Сны про не вспомнить - страница 73

Шрифт
Интервал


– Иван Сергеевич… приезжайте срочно.

Это была Оксана, сестра покойной жены Рикошетникова, и сейчас в её голосе звучало нечто новое: страх, тревога, граничащая с истерикой, словно женщина увидела что—то, чего видеть не должна была.

– Здесь произошло нечто необъяснимое…

Между ними на мгновение повисла напряжённая тишина, похожая на паузу перед выстрелом.

– Скоро буду, – произнёс Анненков, и разговор резко оборвался, оставив после себя сухой щелчок молчания.

Иван сел на край кровати и замер в полусогнутом положении, будто тело ещё не решилось окончательно принять пробуждение. Простыня под ним была холодной, ровной и твёрдой, как кафель. Он провёл ладонью по бедру, этим простым движением проведя границу между миром сна, ещё живущим внутри, и реальностью, грубо вторгшейся в ночь. Мысли текли медленно, как звук гудка в тоннеле, а в груди уже нарастало тяжёлое, вязкое ощущение, которое невозможно было спутать ни с чем другим – предчувствие.

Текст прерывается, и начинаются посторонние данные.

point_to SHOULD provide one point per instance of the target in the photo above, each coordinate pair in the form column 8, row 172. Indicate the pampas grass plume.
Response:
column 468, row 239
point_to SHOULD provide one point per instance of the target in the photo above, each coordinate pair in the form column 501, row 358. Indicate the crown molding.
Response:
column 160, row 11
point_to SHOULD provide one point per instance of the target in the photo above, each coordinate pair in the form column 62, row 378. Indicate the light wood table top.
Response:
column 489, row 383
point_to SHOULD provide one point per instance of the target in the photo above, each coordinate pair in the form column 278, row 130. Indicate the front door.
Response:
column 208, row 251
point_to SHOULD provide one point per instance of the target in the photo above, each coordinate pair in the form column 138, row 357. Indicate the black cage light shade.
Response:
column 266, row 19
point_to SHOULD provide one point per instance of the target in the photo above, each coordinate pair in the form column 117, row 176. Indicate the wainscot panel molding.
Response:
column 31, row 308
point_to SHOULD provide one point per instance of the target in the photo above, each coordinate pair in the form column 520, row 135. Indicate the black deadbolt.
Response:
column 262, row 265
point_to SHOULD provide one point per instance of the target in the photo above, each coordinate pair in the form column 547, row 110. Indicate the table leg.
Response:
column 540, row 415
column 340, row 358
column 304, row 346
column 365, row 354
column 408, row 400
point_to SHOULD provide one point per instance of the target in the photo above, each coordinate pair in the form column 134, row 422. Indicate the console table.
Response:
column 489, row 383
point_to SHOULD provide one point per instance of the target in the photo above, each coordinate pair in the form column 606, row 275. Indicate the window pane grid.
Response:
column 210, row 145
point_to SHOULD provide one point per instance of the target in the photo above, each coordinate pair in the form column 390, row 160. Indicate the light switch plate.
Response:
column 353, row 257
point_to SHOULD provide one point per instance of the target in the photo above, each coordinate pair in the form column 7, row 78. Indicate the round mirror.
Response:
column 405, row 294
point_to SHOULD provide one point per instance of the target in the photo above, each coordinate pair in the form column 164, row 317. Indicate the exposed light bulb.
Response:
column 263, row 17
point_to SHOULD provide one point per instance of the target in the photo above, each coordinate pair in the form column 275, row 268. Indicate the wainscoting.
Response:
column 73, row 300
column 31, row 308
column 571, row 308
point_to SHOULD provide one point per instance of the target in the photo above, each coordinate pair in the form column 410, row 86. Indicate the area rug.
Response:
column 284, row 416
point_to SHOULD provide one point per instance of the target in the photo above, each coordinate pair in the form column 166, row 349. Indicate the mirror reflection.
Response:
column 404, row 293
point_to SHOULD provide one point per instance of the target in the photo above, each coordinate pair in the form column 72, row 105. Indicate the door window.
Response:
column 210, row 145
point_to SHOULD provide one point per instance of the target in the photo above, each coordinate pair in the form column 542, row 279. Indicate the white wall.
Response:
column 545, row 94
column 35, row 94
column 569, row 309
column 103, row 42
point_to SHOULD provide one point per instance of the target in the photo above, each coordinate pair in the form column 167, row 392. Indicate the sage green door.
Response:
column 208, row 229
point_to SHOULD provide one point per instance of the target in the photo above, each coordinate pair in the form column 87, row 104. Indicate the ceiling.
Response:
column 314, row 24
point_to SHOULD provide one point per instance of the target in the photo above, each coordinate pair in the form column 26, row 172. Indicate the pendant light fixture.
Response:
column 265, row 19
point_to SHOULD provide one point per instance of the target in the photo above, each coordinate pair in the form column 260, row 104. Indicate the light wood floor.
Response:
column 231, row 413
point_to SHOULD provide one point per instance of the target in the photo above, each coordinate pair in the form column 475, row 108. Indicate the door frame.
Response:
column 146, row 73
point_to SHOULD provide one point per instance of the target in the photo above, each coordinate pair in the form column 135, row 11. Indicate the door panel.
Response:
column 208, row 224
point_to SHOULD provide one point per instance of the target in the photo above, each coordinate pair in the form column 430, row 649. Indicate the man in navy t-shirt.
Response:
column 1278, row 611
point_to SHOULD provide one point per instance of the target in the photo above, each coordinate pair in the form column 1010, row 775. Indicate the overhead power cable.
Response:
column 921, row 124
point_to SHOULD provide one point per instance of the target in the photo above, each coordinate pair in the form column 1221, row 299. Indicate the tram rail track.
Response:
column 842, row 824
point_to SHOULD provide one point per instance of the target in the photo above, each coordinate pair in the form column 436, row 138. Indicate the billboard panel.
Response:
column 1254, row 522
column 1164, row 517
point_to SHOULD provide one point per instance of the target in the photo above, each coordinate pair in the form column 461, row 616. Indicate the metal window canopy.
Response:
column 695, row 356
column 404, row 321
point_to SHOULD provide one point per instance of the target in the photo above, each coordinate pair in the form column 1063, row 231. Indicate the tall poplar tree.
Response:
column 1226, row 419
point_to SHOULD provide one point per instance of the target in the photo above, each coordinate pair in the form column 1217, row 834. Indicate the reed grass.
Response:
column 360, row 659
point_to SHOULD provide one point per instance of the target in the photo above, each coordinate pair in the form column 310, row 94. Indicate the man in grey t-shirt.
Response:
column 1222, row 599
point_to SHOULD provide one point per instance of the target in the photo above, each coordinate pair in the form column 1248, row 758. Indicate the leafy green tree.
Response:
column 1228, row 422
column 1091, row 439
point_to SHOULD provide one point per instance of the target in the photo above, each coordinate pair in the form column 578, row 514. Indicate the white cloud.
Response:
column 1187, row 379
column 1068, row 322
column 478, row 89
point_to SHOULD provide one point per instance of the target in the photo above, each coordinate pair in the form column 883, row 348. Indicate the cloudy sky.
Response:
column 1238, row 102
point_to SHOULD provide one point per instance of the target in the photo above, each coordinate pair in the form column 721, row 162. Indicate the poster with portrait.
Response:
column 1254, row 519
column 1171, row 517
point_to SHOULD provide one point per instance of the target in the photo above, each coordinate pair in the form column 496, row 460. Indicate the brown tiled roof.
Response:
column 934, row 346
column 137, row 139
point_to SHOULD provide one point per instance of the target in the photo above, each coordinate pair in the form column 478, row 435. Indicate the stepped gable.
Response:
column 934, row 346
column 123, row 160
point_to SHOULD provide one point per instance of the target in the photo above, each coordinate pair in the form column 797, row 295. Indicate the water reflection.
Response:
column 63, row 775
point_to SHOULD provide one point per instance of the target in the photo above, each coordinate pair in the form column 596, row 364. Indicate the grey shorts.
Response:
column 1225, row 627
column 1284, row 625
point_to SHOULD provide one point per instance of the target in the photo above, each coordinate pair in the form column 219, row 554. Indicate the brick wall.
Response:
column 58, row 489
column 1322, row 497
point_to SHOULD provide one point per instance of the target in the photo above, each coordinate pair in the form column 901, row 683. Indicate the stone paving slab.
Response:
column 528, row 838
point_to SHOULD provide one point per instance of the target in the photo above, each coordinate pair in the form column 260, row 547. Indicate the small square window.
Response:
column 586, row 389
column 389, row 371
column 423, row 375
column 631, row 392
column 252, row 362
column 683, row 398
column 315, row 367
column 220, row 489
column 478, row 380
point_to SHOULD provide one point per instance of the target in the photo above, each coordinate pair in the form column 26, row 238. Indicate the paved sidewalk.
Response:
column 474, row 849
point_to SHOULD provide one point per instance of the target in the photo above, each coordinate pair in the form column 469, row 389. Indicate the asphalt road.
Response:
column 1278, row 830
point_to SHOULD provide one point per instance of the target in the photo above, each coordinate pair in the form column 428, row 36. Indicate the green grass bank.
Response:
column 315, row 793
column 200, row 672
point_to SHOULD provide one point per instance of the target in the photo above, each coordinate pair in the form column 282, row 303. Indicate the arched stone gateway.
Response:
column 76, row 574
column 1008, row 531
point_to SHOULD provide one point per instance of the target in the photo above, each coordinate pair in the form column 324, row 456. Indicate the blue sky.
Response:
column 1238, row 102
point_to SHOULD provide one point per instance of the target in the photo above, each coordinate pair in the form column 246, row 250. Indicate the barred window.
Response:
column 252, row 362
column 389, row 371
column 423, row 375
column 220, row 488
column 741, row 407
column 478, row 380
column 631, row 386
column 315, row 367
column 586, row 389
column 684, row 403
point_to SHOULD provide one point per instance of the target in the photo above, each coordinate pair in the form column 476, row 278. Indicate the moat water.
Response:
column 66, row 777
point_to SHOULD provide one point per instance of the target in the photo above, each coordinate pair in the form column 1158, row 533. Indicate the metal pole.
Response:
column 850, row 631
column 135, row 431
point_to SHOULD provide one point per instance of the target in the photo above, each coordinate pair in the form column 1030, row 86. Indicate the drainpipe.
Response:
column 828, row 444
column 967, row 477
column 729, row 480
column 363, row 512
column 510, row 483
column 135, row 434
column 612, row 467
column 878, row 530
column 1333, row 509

Анненков встал. Он не стал включать свет, предпочитая сохранить ночь такой, какая она есть, нетронутой и плотной, словно защитный покров. В полумраке каждое его движение приобрело точность и ритуальную сосредоточенность. Открыл шкаф, достал пальто, затем аккуратно взял папку с документами, протоколами, заметками – всем, что могло понадобиться.

Потянувшись к верхней полке, он на мгновение задержался: металл пистолета холодно отозвался в ладони. Иван взвесил его, проверил предохранитель и, принимая нечто большее, чем просто оружие, положил его в карман пальто. Пистолет он почти никогда не брал, но сегодня всё было иначе. Сегодня изменилось всё.

Анненков одевался молча, стараясь не издавать лишних звуков. Казалось, любое движение, любое неосторожное шуршание ткани могло потревожить некое невидимое присутствие, укрывшееся в стенах. Эта тишина словно наблюдала за ним, дышала в унисон и могла исчезнуть от малейшего неверного жеста.

Запах ночи давно просочился сквозь щели старых окон и осел в комнате тяжёлым влажным присутствием. Пахло сырой землёй, как на кладбищенской аллее после дождя, дымом от далёкого костра или, возможно, горящего мусора, а ещё чем—то безымянным и тревожным. Анненков задержался на пороге и повернул ключ в замке с осторожностью хирурга, будто не запирал дверь, а отсекал прошлое. Внутри квартиры осталась лишь тишина и слабое тепло сна, всё ещё живущего в складках подушки – не воспоминанием, а пульсом, сбившимся от дыхания.